Last week, Secretary of State Antony J. Blinken headed for the Middle East to try to keep Israel’s war in Gaza from spinning out of control, and to begin talks on what diplomats call “the day after” — what happens after the shooting stops.
Who will govern a shattered Gaza? Who will feed and house its refugees?
Who will police its ravaged streets?
And perhaps improbably, can the war, however brutal its toll, be turned into an opening for a wider peace?
“When this crisis is over, there has to be a vision of what comes next,” President Biden said last month. “And in our view, it has to be a two-state solution” — an agreement under which a sovereign Palestinian state would live side by side with Israel, with security guarantees for both.
Blinken took that message to Tel Aviv on Friday, beginning with a plea to Israeli Prime Minister Benjamin Netanyahu for “humanitarian pauses” to get food and water to civilians trapped in Gaza.
Netanyahu said there could be no pause unless Hamas releases more than 220 hostages — a sign of how difficult it will be to negotiate even a brief cease-fire.
The “day after” is the wrong way to think about these challenges. Stabilizing Gaza, setting up a new government and reviving progress toward Israeli-Palestinian peace will be the work of years, not days or months.
Planning for what comes after the war is a good idea. A vision for a better future is essential. But a reality check is in order.
I spent last week talking with U.S. diplomats who have worked on past Israeli-Palestinian peace talks, and they all had similar advice: Lower your expectations.
Almost a month after Hamas’ Oct. 7 attack on Israeli towns and villages, the war is far from over. Israel appears to have the upper hand, but it isn’t clear what winning will look like.
Netanyahu said he intends to “destroy Hamas.” Other Israeli officials have offered slightly more limited goals: eliminating Hamas’ military capability and ending its rule of Gaza.
“Those goals are desirable, but it isn’t clear yet how feasible they are,” warned David Makovsky of the Washington Institute for Near East Policy, who worked on Israeli-Palestinian talks during the Obama administration. “I wouldn’t predict that this is a slam-dunk.”
“If Israel achieves its goals, the question is what to do about Gaza,” he said. “Israel does not want to occupy Gaza. They don’t view it as a prize. They don’t want to stay … so they will want to turn it over to somebody.”
Last week, Blinken said the most logical candidate to take control of Gaza would be the Palestinian Authority, the de facto government in the West Bank.
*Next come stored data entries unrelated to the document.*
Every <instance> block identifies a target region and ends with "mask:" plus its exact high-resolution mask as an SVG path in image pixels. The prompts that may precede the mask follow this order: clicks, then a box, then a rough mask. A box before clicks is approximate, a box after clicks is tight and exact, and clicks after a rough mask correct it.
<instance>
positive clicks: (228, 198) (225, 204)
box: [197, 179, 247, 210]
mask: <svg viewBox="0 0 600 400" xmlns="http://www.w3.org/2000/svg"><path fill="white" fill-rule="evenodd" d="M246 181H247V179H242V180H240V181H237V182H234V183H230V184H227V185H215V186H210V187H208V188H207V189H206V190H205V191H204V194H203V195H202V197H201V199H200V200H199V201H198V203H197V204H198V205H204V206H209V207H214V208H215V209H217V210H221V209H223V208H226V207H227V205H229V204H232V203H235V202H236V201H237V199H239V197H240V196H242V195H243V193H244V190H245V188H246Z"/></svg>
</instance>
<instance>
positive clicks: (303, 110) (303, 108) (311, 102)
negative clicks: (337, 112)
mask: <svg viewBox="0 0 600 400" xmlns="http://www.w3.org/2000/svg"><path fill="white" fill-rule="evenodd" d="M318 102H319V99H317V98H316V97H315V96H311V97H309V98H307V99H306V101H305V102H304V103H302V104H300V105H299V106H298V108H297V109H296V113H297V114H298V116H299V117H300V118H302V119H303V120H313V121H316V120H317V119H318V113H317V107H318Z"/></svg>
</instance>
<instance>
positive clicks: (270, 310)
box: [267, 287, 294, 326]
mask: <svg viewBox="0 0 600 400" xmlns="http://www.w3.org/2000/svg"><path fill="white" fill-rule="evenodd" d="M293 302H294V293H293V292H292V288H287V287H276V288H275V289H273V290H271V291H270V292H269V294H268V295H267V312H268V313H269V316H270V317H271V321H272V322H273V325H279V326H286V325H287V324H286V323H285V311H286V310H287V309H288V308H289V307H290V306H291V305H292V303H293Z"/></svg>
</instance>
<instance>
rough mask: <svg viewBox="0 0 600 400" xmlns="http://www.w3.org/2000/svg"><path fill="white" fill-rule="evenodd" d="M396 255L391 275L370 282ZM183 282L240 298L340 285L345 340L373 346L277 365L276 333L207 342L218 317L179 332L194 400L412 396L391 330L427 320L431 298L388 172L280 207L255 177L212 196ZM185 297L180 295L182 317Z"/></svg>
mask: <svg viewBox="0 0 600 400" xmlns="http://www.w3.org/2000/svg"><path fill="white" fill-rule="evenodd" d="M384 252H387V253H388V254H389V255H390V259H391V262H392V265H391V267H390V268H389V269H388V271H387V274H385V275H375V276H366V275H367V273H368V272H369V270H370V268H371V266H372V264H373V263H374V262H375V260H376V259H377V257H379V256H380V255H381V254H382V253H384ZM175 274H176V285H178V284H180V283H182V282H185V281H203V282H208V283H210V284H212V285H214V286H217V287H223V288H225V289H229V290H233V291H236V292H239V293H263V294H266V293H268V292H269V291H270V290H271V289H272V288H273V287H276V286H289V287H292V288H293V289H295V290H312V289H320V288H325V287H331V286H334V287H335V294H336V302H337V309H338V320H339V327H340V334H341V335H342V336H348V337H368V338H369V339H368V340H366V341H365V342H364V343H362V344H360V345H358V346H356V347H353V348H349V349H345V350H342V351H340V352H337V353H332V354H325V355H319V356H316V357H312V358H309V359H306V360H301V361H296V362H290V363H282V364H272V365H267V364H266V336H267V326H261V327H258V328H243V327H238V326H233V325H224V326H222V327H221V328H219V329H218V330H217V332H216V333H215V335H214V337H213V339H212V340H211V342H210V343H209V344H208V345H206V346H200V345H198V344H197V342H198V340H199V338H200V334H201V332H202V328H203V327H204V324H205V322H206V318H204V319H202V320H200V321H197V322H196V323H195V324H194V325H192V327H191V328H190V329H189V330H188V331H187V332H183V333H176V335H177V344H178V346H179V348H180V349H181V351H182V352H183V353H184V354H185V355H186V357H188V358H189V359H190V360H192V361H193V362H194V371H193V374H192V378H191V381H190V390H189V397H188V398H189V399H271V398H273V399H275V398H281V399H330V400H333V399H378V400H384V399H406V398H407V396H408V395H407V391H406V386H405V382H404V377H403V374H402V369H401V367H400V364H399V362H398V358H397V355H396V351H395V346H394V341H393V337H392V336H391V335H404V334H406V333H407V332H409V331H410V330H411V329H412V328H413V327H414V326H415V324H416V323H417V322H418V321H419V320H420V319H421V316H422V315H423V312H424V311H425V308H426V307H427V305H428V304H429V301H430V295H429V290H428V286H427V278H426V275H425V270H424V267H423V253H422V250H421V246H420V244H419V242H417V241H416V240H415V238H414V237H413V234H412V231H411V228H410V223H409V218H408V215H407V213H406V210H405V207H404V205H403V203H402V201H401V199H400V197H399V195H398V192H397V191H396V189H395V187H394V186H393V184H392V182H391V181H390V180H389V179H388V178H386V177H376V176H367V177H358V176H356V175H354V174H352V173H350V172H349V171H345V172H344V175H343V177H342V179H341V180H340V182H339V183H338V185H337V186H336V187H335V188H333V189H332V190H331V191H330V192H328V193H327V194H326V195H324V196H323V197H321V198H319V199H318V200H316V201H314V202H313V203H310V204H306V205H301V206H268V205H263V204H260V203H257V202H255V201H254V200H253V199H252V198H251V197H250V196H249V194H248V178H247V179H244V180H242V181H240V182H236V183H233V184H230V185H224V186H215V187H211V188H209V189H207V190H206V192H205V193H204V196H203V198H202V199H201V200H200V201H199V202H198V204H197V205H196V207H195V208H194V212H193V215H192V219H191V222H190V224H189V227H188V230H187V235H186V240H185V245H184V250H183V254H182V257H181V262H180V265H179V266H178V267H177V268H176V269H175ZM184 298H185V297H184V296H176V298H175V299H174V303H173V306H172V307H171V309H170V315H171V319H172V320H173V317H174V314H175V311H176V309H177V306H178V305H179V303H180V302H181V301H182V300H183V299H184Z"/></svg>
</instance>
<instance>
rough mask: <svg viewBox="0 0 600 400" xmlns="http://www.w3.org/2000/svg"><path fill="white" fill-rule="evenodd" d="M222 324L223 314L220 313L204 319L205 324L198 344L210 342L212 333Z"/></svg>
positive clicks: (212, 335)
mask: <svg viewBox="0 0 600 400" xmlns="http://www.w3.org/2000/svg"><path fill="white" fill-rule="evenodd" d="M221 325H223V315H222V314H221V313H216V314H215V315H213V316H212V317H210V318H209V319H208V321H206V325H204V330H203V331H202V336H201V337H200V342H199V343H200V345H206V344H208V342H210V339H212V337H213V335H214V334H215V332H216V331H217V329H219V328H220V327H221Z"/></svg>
But its officials are widely viewed as ineffective and corrupt, and Blinken said it would have to be “revitalized” to handle the challenge.
“Putting the [Palestinian Authority] in now? It would be doomed to fail,” Makovsky said. “And fixing the P.A. will take a while.”
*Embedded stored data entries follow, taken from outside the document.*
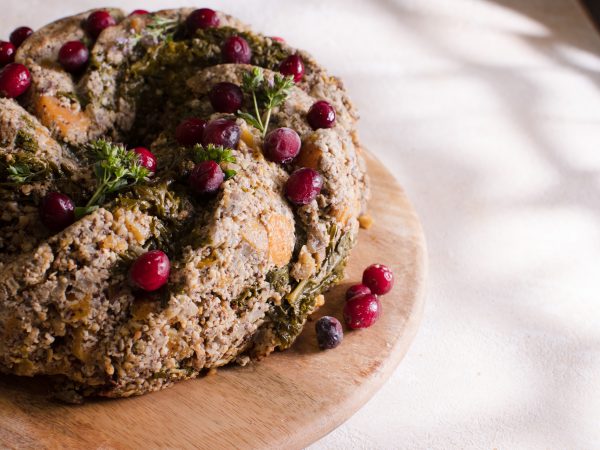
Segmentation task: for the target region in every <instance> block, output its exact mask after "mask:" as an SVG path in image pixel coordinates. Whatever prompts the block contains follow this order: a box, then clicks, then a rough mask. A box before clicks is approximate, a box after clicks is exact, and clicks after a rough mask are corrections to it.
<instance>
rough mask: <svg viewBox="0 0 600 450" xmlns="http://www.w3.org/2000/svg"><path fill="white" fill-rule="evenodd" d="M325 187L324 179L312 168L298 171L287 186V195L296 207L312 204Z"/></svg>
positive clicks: (300, 169) (319, 173) (289, 198)
mask: <svg viewBox="0 0 600 450" xmlns="http://www.w3.org/2000/svg"><path fill="white" fill-rule="evenodd" d="M322 187H323V177H322V176H321V174H320V173H319V172H317V171H316V170H314V169H311V168H310V167H305V168H303V169H298V170H296V171H295V172H294V173H293V174H291V175H290V177H289V178H288V180H287V183H286V184H285V195H286V196H287V198H288V199H289V200H290V201H291V202H292V203H295V204H296V205H307V204H309V203H310V202H312V201H313V200H314V199H315V198H317V195H319V192H321V188H322Z"/></svg>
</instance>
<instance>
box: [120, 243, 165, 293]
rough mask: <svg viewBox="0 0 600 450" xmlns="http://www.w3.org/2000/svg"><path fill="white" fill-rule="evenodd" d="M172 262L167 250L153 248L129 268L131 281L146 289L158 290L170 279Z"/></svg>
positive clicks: (151, 289)
mask: <svg viewBox="0 0 600 450" xmlns="http://www.w3.org/2000/svg"><path fill="white" fill-rule="evenodd" d="M170 272H171V262H170V261H169V257H168V256H167V255H166V254H165V252H163V251H161V250H152V251H149V252H146V253H144V254H143V255H141V256H140V257H138V259H136V260H135V262H134V263H133V265H132V266H131V269H129V281H130V283H131V284H132V285H133V286H135V287H137V288H140V289H142V290H144V291H148V292H150V291H156V290H157V289H159V288H161V287H163V286H164V285H165V284H167V281H169V273H170Z"/></svg>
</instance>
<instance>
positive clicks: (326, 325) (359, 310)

If there’s an interim, discussion in Washington and Israel has focused on persuading a consortium of Arab countries to form a peacekeeping force for Gaza, but it isn’t clear that anyone wants the assignment.
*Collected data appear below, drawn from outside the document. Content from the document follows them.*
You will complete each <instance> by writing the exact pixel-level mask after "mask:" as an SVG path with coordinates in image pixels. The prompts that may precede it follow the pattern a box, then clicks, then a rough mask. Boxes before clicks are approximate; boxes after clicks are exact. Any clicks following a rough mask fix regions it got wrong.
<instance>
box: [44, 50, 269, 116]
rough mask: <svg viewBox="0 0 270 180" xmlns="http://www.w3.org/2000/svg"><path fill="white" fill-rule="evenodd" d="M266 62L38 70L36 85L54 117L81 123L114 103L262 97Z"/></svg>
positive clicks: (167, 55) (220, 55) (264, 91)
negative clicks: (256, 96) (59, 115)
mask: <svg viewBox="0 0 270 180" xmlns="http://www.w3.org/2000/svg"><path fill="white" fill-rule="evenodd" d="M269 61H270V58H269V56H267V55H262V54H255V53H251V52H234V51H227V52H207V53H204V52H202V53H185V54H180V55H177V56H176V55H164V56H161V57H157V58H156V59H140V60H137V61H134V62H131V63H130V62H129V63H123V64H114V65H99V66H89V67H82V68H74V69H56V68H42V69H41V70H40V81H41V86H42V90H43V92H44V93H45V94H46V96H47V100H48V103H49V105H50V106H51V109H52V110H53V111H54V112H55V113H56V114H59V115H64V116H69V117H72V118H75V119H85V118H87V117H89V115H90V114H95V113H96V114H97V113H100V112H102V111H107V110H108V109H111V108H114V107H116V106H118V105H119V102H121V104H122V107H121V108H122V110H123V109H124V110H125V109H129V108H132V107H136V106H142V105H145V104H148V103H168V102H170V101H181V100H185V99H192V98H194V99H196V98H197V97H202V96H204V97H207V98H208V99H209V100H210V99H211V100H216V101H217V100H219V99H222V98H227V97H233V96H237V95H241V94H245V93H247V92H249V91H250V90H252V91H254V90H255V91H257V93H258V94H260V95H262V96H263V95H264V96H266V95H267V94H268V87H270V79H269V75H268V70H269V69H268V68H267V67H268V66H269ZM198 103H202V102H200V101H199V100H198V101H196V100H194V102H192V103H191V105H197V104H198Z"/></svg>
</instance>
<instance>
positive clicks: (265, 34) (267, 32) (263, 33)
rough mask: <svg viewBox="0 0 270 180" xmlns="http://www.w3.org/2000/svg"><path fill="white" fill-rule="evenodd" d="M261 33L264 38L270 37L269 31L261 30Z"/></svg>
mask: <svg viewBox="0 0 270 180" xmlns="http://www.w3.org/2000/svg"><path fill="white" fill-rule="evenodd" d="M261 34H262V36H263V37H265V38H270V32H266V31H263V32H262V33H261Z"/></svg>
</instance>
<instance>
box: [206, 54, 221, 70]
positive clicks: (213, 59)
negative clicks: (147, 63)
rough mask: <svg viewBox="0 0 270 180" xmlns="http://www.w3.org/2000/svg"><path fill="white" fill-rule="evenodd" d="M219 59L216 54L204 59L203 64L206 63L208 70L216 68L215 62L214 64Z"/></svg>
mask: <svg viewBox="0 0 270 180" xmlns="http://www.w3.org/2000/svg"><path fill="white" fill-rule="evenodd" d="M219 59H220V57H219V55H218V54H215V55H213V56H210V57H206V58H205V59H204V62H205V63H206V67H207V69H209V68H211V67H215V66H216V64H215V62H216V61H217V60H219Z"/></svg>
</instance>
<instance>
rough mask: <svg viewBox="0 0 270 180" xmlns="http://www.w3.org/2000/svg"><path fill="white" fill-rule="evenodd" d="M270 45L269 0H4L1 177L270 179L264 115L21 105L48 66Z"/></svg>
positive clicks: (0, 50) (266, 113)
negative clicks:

“What Arab state is going to volunteer to do counterinsurgency against Palestinians in Gaza?” asked Aaron David Miller of the Carnegie Endowment for International Peace, who worked on Arab-Israeli negotiations for more than two decades. “The Egyptians are a logical candidate, and they might do it as a way to regain a closer relationship with the United States … but could it endure over time?”
With all those problems, seeking negotiations toward a two-state solution may sound quixotic. But Biden and other officials insist they are serious.
Blinken says a commitment to a two-state solution is needed so Hamas or an extremist alternative does not rise again.
“We have to combat [Hamas] with a better idea … that gives people something to hope for, to buy into, to grab onto,” he said last week.
The administration also has practical diplomatic reasons to pursue a two-state solution. Without it, other Arab states, including Egypt and Saudi Arabia, are unlikely to help a peacekeeping effort in Gaza.
Plenty would need to change before a two-state solution begins to look feasible, including in Israel’s government. Netanyahu has devoted most of his career to blocking the establishment of a Palestinian state.
A change in the Palestinian Authority would help, too. Its current president, Mahmoud Abbas, is 87, discredited and unpopular.
“Under current circumstances, the two-state solution is basically an aspirational talking point,” Miller said.
Earlier wars have led to breakthroughs, he noted. The 1973 Middle East War led to a peace treaty between Israel and Egypt — six years later. The Palestinian uprising that began in 1987 led indirectly to the Oslo Agreement between Israel and the Palestinian Authority, again six years later.
“At some point, Blinken may need to pack a few extra shirts,” Miller joked, referring to the shuttle diplomacy that earlier secretaries of State pursued. “But that time is not now. We’re still in the middle of a fricking war.”
So again, this isn’t about the day after. It’s about the years after — and many years at that.